Step 2: Draw the eye’s structure.
Draw an irregular hexagon-like shape (as shown in the diagram) where you want to place your eye.
Step 3: Place the eyelid and eyebrow
Place the eyelid and eyebrow with soft lines.
Step 4: Draw the iris and pupil
Draw the iris and pupil as well. Make sure the shapes look good before you move on to the next step.
Step 5: Sketch the eye and eyebrow
Erase your guidelines and start sketching with more organic lines, the shape of the eye. Don’t forget about the waterline and the lacrimal. Use soft lines as well to shade the eyebrow area and define the eyebrow shape.
Step 6: Place your tears
Use your imagination (and references) to find the perfect spot to place your tears, visualize them and use your 2b pencil to mark them very softly.
Step 7: Mark your highlights
Please do the same for your highlights since we’d need to mark them beforehand, so we won’t shade or draw over them.
Section 2.- How to Shade and Detail a Teary Eye
Now that we have our base done, we’re ready to start shading. For this section, we are going to use our graphite powder, soft brush, and blending stump.
Step 8: Shade the upper part of the eye
To better understand what we are going to do, I’ve marked with blue the areas we are going to shade. Dip your brush into the graphite powder, shake off the excess and start shading from the darkest part to the lightest. Apply less pressure near the lightest parts. Use your 8B pencil to darken the eyelid line and your blending stump only for the darkest part.
Step 9: Shade the lower part of the eye
Do the same for the lower part, this time with less graphite on your brush. Use a clean end on your blending stump to blend a soft line on the lower eyelid.
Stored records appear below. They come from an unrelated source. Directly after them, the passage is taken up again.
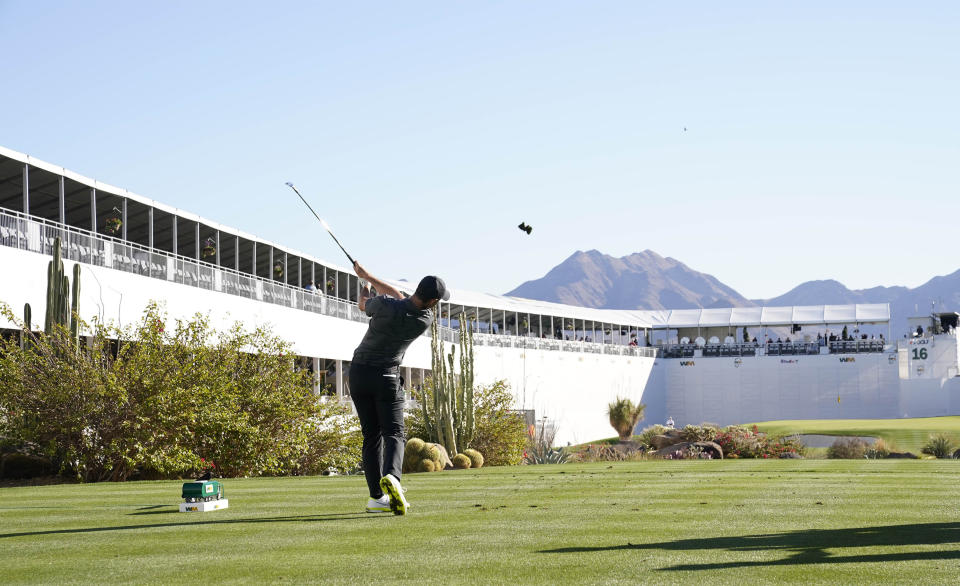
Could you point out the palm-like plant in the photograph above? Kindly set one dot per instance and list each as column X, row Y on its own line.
column 624, row 416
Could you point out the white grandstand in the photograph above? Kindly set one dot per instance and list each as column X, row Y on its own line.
column 564, row 363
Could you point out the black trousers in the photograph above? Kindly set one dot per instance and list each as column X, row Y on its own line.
column 378, row 397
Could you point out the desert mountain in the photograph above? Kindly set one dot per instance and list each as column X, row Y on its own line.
column 646, row 280
column 643, row 280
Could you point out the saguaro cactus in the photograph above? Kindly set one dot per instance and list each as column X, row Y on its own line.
column 448, row 415
column 25, row 335
column 63, row 301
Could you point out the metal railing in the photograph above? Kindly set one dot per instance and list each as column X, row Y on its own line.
column 502, row 341
column 24, row 232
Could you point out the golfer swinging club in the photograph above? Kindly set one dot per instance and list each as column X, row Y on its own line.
column 375, row 387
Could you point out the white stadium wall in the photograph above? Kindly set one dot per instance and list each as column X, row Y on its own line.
column 728, row 391
column 572, row 389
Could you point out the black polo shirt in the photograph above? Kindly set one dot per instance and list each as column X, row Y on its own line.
column 394, row 324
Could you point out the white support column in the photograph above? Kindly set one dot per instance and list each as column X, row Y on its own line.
column 93, row 210
column 150, row 227
column 62, row 196
column 123, row 220
column 339, row 379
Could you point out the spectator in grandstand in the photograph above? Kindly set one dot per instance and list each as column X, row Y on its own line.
column 376, row 386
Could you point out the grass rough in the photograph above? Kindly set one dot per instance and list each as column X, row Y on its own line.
column 697, row 521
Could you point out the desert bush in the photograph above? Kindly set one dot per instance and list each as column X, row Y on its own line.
column 624, row 416
column 938, row 446
column 878, row 450
column 430, row 452
column 540, row 448
column 646, row 436
column 500, row 432
column 414, row 446
column 166, row 402
column 700, row 433
column 476, row 458
column 847, row 448
column 608, row 453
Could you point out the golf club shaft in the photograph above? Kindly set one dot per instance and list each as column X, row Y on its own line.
column 325, row 226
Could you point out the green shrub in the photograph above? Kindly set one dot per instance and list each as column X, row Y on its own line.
column 430, row 452
column 646, row 436
column 624, row 416
column 163, row 402
column 500, row 433
column 700, row 433
column 878, row 450
column 847, row 448
column 476, row 458
column 414, row 446
column 939, row 446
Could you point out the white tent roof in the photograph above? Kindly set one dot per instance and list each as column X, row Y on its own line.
column 657, row 319
column 769, row 316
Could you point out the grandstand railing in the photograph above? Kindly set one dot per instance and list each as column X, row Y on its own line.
column 501, row 341
column 770, row 349
column 23, row 232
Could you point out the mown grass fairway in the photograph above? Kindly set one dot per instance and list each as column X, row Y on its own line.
column 904, row 434
column 636, row 522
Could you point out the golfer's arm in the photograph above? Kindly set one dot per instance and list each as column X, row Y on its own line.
column 382, row 288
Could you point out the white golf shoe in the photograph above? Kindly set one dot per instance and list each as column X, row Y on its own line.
column 391, row 488
column 380, row 505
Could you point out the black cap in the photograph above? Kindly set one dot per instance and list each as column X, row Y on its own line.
column 431, row 287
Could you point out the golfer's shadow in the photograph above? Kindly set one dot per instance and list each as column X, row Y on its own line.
column 809, row 546
column 200, row 523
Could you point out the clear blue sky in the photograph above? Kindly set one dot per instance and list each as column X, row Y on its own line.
column 823, row 138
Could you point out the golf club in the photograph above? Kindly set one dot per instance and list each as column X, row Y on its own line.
column 325, row 225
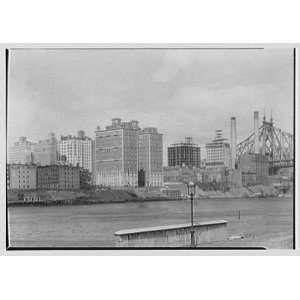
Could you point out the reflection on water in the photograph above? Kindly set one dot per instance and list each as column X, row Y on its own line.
column 94, row 225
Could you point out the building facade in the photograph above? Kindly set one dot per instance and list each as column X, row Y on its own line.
column 77, row 150
column 21, row 176
column 58, row 177
column 218, row 152
column 21, row 152
column 45, row 152
column 116, row 154
column 184, row 154
column 150, row 157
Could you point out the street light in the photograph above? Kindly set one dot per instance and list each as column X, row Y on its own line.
column 191, row 192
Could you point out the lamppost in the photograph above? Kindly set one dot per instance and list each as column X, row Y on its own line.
column 191, row 192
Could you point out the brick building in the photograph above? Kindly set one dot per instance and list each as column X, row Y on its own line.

Step 10: Shade the sclera and draw the eyebrow
We will use our 8B pencil and a blending stump for this step. The process is quite simple. We will draw on top of the border of the eyes (leaving the tears and highlights), go over the top waterline a couple of times, and then pull graphite from there with our blending stump creating a soft gradient into the eyes. If you need more confidence in your skills with the blending stump, you can practice a couple of times on a separate sheet until you get a soft gradient.
Use your 9B pencil to draw the eyebrow as well.
Step 11: Draw the first tear
The first tear is quite simple. Since it’s in a zone where the light doesn’t hit as much, we should follow the rules of volume, leaving some transparency and adding some shadows.
Step 12: Draw the second tear
The second tear is located in a more complex place since the light is hitting that place. We’ll shade around the tear and, in the middle of it, draw a blurry and lighter “section” of the eye. Follow the diagram if you need help understanding.
Step 13: Start detailing the iris.
Draw curved random shapes inside the iris. You can use a reference if you’re having trouble.
Step 14: Shade the borders of the iris
Use your 9B pencil to pull short, thick lines from the border of the iris to the middle.
Outline the reference lines adding some middle sections to the outer curves.
Now, pull lines from the pupil following the reference and with a very fine tip, start blending.
Finally, add details here and there and blend the border of the iris while darkening it if needed.
Step 15: Add the upper lashes
Use your 9B pencil to add the upper lashes. Draw them with quick movements lowering the pressure as you lift the pencil.
Step 16: Add the lower lashes
Use your 2H pencil for this step, draw the lower lashes and then trace over the ones you consider the darkest with a very sharp 9B pencil.
Step 17: Add some highlights
Finally, add some highlights on the waterline, the lacrimal, and the tears with your white gel pen. Draw some white lashes under the upper ones for a more realistic effect.
And that’s it. You’re done.
Thank you for following this tutorial. You did great!
Realistic drawing is always a bit of a challenge. I hope this tutorial has made your learning journey a bit easier and taught you some new tips and techniques.